Built in 1932 the grand Victorian style red brick building stretches practically the width of the entire school site. The school hall and gym sitting to the east of the site. A unique feature of this collection of buildings was ceiling mounted radiators, which often bemused and what would today be called a cavity wall construction. Subjects included Physics, French, English, Math's, Geography and Welsh. The deputy heads office, caretakers office and staff room along with the old mistress room were here.

Lower School

The oldest of the schools buildings are both based here. The Crawshay family funded the construction of the larger of the two in 1861 which housed canteen and old sixth form common room, the CDT and Home Economics Departments. A two-story stone building housing the woodwork and later art department sits below the school hall and is believed to be the older of the two.

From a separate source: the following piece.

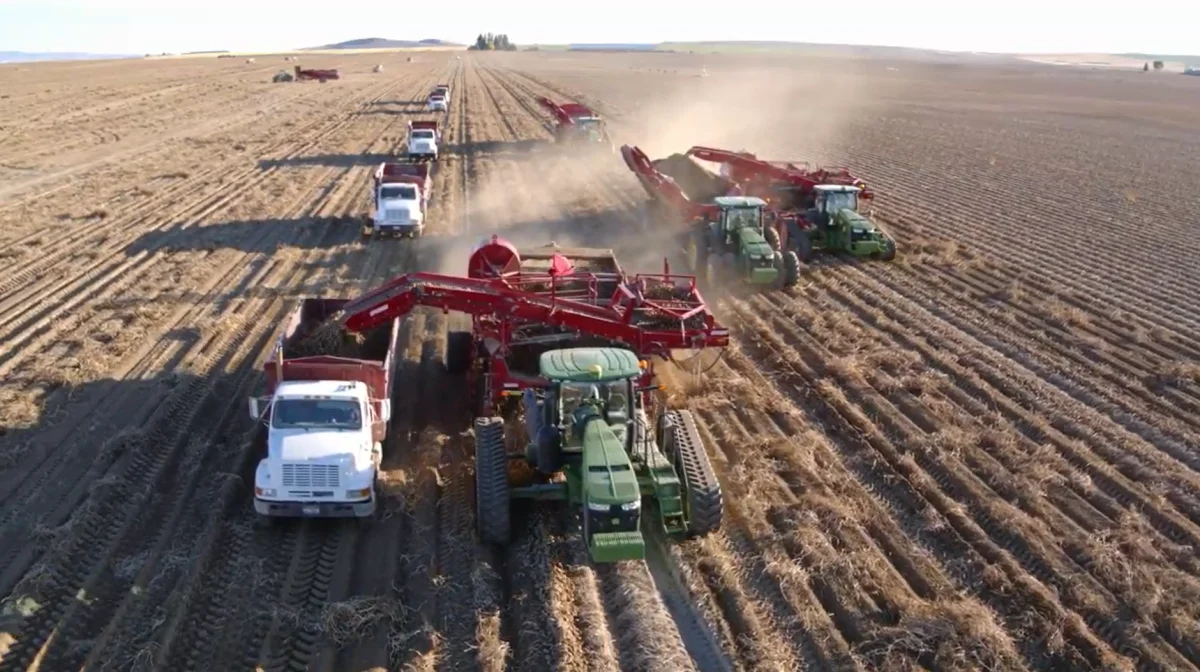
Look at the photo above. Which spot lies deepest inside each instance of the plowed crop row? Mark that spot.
(981, 456)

== The End Of Vaynor and Penderyn ==
There had been a continuous downward trend in its pupils numbers in its latter years and the school had around 256 pupils on roll by mid-2004, only 30 of whom were sixth formers.

In October 2001 Merthyr Tydfil County Borough Council undertook preliminary consultation on its 'Review of Secondary School Provision in Merthyr Tydfil'. This outlined a range of possible proposals in relation to secondary schools and sixth form provision. Two of the options presented included the closure of Vaynor and Penderyn.

Following the end of this preliminary consultation, the Local Authority together with the National Council for Education and Training and other partner bodies decided to establish, with funding from the Learning Challenge Fund, a Project Management Team to further develop and move forward the options outlined in the review. However, pupils numbers at Vaynor and Penderyn continued to decline rapidly, falling from 363 in January 2003 to 284 in January 2004. This prompted the Local Authority to consider bringing forward a proposal to discontinue Vaynor and Penderyn in advance of any more general proposals identified by the Project Management Team.

On 15 January 2004 the Authority issued a consultation document outlining its case for closing the school and, subject to parental preference, transferring its pupils to Pen-Y-Dre High School. The document was sent to a comprehensive list of interested parties and invited comments by 5 March 2004. A notice outlining the proposal was also placed in various newspapers.

Certain consultees were also invited to attend meetings. In the case of staff, governors and parents at Vaynor and Penderyn, meetings were held at the school for each group in turn on 27 January 2004. A meeting with the School Council was held on 28 January. Meetings were also held on 29 January with the staff, governors, parents and the School Council at Pen-y-Dre High School, on 3 February with the parents of Vaynor's three feeder primary schools (Ysgol y Graig, Hirwaun and Penderyn) and on 9 February with the Governing Body of Bishop Hedley High School.

Votes were held at each of the meetings. The thirty-three Vaynor and Penderyn and feeder school parents who attended voted unanimously against the proposal. Six of Vaynor's Governing Body voted in favour of the proposal with two against and three abstentions. Sixteen of the school's staff voted for the proposal, none voted against, and four abstained. The School Council voted three in favour, twenty-two against with one abstention. With the exception of one member of staff all those who were present at the meetings held at Pen y Dre and Bishop Hedley voted in favour of the proposal.

Following the end of consultation on 5 March 2004 and after consideration of responses from consultees, the Authority decided on 7 April to proceed with the proposal to close Vaynor and Penderyn and a notice was published on 16 April 2004.